En cuatro frases le explicó el desarrollo del juego de manos. Julián se asombró por no haberse dado cuenta, con lo sencillo que era. Aun así le pidió por tres veces que se lo repitiera y otras tantas le preguntó sobre algún detalle de la explicación. Luego los dos se metieron en el Córdoba y partieron. Julián y Diego habían llegado a un arreglo con el pago de la gasolina que gastaba el Córdoba a cambio de que Julián llevara y recogiera a Diego de su casa.

Julián sabía que iba pasado de birras, pero al conocer del truco que tanto gustaba a su hijo, se sentía a salvo de cualquier represalia matrimonial y, además… estaba seguro de que aquella noche mojaba… bueno mejor lo dejaba esa noche, con las cervezas que llevaba lo mismo su amigo ni se despertaba.

Con Diego, amodorrado a su lado, condujo inseguro el utilitario. El muchacho, por joven y fuerte que fuera, aún no había tenido tiempo de acostumbrarse a las báquicas despedidas de los viernes. Un pensamiento le martilleaba la mente a Julián: se veía explicándole brillantemente a su hijo, el secreto de aquel truco de magia.
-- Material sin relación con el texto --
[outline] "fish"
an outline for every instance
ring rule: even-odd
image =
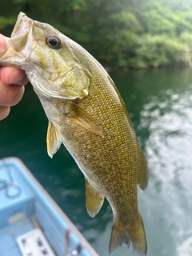
[[[147,186],[147,163],[106,70],[80,45],[22,12],[0,65],[25,70],[48,118],[48,154],[63,143],[72,155],[85,176],[89,214],[94,217],[108,200],[114,216],[109,253],[126,244],[146,255],[137,189]]]

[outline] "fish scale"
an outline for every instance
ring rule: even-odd
[[[51,38],[50,41],[49,38]],[[148,183],[145,157],[125,104],[102,66],[82,46],[48,24],[20,13],[0,65],[23,69],[49,120],[47,151],[63,143],[86,180],[91,217],[105,198],[114,214],[109,251],[131,244],[146,255],[137,186]]]

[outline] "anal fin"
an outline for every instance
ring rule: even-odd
[[[57,130],[49,121],[47,134],[46,134],[46,147],[49,156],[52,158],[53,155],[58,151],[62,144],[62,140]]]
[[[86,178],[86,204],[88,214],[94,217],[101,209],[104,196],[98,193]]]

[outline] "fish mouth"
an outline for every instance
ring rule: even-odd
[[[14,27],[7,49],[0,54],[0,65],[15,66],[22,68],[26,62],[28,49],[27,39],[32,28],[32,20],[20,12]],[[23,68],[22,68],[23,69]]]

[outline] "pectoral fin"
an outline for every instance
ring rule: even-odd
[[[68,117],[74,119],[80,126],[89,130],[94,134],[103,137],[101,128],[95,123],[94,118],[86,111],[73,104],[72,110],[66,114]]]
[[[46,134],[46,146],[47,153],[52,158],[53,155],[58,151],[62,144],[62,140],[57,130],[53,126],[52,122],[49,121],[47,134]]]
[[[104,196],[98,193],[86,179],[86,204],[88,214],[94,217],[101,209]]]

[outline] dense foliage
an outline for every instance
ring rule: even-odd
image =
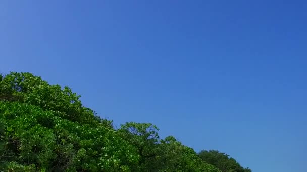
[[[198,155],[206,162],[212,164],[222,172],[251,172],[248,168],[244,168],[233,158],[225,153],[217,150],[201,150]]]
[[[115,129],[79,98],[31,73],[0,75],[0,171],[220,171],[151,124]]]

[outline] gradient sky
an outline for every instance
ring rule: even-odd
[[[307,171],[305,1],[1,1],[0,72],[253,172]]]

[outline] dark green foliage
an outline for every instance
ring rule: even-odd
[[[243,168],[234,158],[229,158],[227,154],[217,150],[202,150],[198,155],[204,161],[217,167],[222,172],[251,171],[248,168]]]
[[[220,171],[151,124],[114,129],[79,98],[31,73],[0,75],[0,171]]]

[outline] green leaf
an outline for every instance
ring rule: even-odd
[[[7,127],[7,130],[8,130],[8,131],[12,131],[13,129],[11,127]]]

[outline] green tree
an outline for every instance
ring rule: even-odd
[[[47,171],[128,171],[133,147],[80,97],[28,73],[0,81],[0,168]]]
[[[244,168],[233,158],[217,150],[201,150],[199,157],[206,163],[212,164],[223,172],[251,172],[248,168]]]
Pero debía conseguir que a su hijo le apeteciera reproducir el CD y cuando llegara al momento del juego de manos, él, como quien no quiere la cosa, le diría «Carlitos ¿has pillao ya el truco?», ante la previsible negativa del niño, él le diría: «Pero si es muy fácil, no había querido decírtelo hasta ahora porque eras un pequeñajo, pero ahora ya eres un hombrecito y puedes saberlo…».

Ensimismado como estaba en cómo se farolear ante su hijo, aparcó frente al bloque en el que vivía, olvidando que debería haber llevado a Diego a su domicilio, como tenían acordado. Lo despertó de un empellón y le dijo

—Diego, hoy no puedo acercarte a tu casa, se me ha echao el tiempo encima, no me acordaba de un compromiso. ¿No te importa verdad?
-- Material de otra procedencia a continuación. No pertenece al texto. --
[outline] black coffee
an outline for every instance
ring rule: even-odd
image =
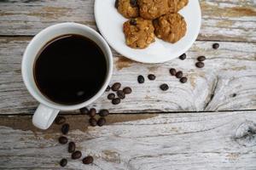
[[[107,61],[93,41],[65,35],[47,43],[38,55],[34,78],[41,93],[61,105],[75,105],[94,96],[104,83]]]

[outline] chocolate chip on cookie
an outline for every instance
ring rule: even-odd
[[[154,42],[152,21],[143,18],[131,19],[124,23],[126,44],[133,48],[145,48]]]
[[[130,0],[130,3],[131,7],[137,7],[137,0]]]
[[[137,0],[140,16],[144,19],[154,20],[170,11],[170,0]]]
[[[115,2],[115,7],[125,18],[135,18],[139,15],[137,0],[117,0]]]
[[[185,36],[187,24],[184,18],[177,14],[168,14],[154,20],[157,37],[172,43]]]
Diego flotando entre las brumas de la borrachera ni afirmó ni negó, simplemente salió del coche como un autómata y echó a andar en la dirección equivocada, que rectificó ante los gritos de Julián.
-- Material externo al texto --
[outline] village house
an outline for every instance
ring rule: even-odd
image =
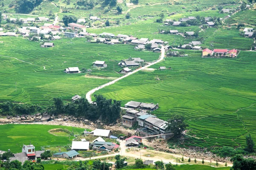
[[[10,158],[10,161],[18,160],[22,164],[25,161],[37,160],[38,158],[41,158],[41,154],[44,153],[44,150],[35,151],[35,147],[33,144],[28,145],[23,145],[22,152],[13,154],[14,157]]]
[[[145,47],[145,45],[138,45],[137,46],[136,46],[134,47],[134,49],[145,49],[146,48]]]
[[[213,53],[221,54],[227,54],[227,49],[213,49]]]
[[[135,62],[134,61],[124,61],[118,63],[119,65],[126,67],[138,67],[140,64]]]
[[[203,52],[202,53],[202,56],[207,56],[208,55],[211,55],[212,53],[212,51],[211,50],[205,48],[204,50],[203,50]]]
[[[253,34],[253,31],[246,31],[244,33],[244,35],[245,37],[251,37]]]
[[[125,139],[125,146],[138,146],[140,144],[134,138],[131,138],[129,139]]]
[[[162,40],[159,39],[153,39],[152,40],[152,41],[155,42],[155,43],[157,44],[162,44],[163,43],[163,41]]]
[[[65,37],[67,37],[68,38],[74,38],[75,37],[75,34],[73,32],[65,32],[64,35]]]
[[[110,136],[110,130],[106,129],[96,129],[89,133],[97,136],[102,136],[109,138]]]
[[[173,22],[172,25],[174,26],[178,26],[181,23],[180,21],[175,21]]]
[[[90,19],[91,20],[99,20],[100,18],[96,16],[90,16]]]
[[[71,100],[72,100],[73,101],[74,101],[75,100],[79,100],[79,99],[80,99],[81,98],[81,96],[76,95],[72,97]]]
[[[95,142],[105,142],[105,140],[103,139],[101,137],[99,136],[98,138],[93,140],[93,143]]]
[[[178,34],[178,33],[179,33],[179,31],[178,31],[178,30],[170,30],[170,34]]]
[[[90,142],[72,141],[72,150],[89,150]]]
[[[160,66],[160,67],[159,67],[159,70],[166,70],[166,68],[165,67],[165,66]]]
[[[213,23],[213,22],[207,22],[206,23],[207,23],[207,24],[210,27],[213,27],[213,26],[214,26],[215,24],[214,23]]]
[[[44,42],[44,45],[41,45],[42,47],[53,47],[54,46],[54,43],[52,42]]]
[[[104,61],[96,61],[93,63],[94,67],[105,68],[108,66]]]
[[[30,28],[30,33],[39,34],[40,29],[39,28]]]
[[[201,50],[202,47],[201,46],[194,46],[192,48],[194,50]]]
[[[186,34],[189,36],[192,36],[195,34],[195,32],[194,31],[187,31],[185,34]]]
[[[68,152],[58,152],[54,153],[52,154],[52,157],[66,158],[69,159],[76,157],[79,155],[79,153],[76,150],[71,150]]]
[[[67,74],[71,73],[80,73],[80,71],[78,67],[69,67],[64,70],[64,72]]]
[[[204,20],[207,22],[209,21],[212,18],[211,18],[210,17],[205,17]]]
[[[182,18],[180,19],[180,21],[181,22],[186,22],[189,20],[189,18]]]
[[[85,19],[84,18],[79,18],[77,20],[78,23],[85,23]]]
[[[76,23],[70,23],[67,24],[68,28],[75,31],[86,32],[86,27],[82,25],[77,24]]]
[[[103,32],[102,34],[99,34],[99,35],[100,35],[100,36],[110,36],[111,37],[115,37],[115,35],[114,35],[112,33],[108,33],[107,32]]]
[[[128,67],[125,67],[121,70],[120,72],[122,74],[127,74],[128,73],[131,72],[132,70]]]
[[[153,49],[153,51],[154,53],[160,53],[161,52],[161,48],[154,48]]]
Este subió a su casa dándole vueltas a cómo se las arreglaría para que  su hijo quisiera poner el CD. Le interesaba que lo hiciera antes de que su parienta se percatara de lo borracho que estaba.

Al llegar se asombró, parecía que alguien, que debía de quererlo mucho, tenía todo preparado para la ocasión. Carlitos contemplando la grabación de aquella tarde de circo y a punto de quedarse boquiabierto con el truco de magia. Su mujer estaba en casa de la vecina, según le había dicho Carlitos cuando lo besó.

Se sentó junto al niño en el sofá de escay, esperando el momento del truco. Calló mientras el mago empezaba y cuando estaba a mitad del desarrollo le fue diciendo a su hijo al oído lo que le había enseñado Diego, sin equivocarse ni una sola vez. Veía como la expresión del niño iba cambiando. Notó también que su mujer había entrado en aquellos doce metros cuadrados que les servían de salón, comedor y cuarto de plancha. Ella estaba, en silencio, tras ellos.

«Seguramente admirándome», pensó Julián.

El chaval reflexionó sobre lo que acababa de descubrirle su padre. Por su rostro desfilaron varios gestos y al final se quedó el de decepcionado. Julián, que seguía bajo la eufórica influencia de la cerveza, creyó que su hijo, abrumado por la agudeza de su padre, se consideraba estúpido. No quiso dejarlo así.

—Hijo no te preocupes, cuando seas grande como papá, también te darás cuenta de los trucos de la vida. Y ya no te engañarán más…

—Papá, si es así, no quiero ser mayor, porque cuando sea mayor se acabará la magia.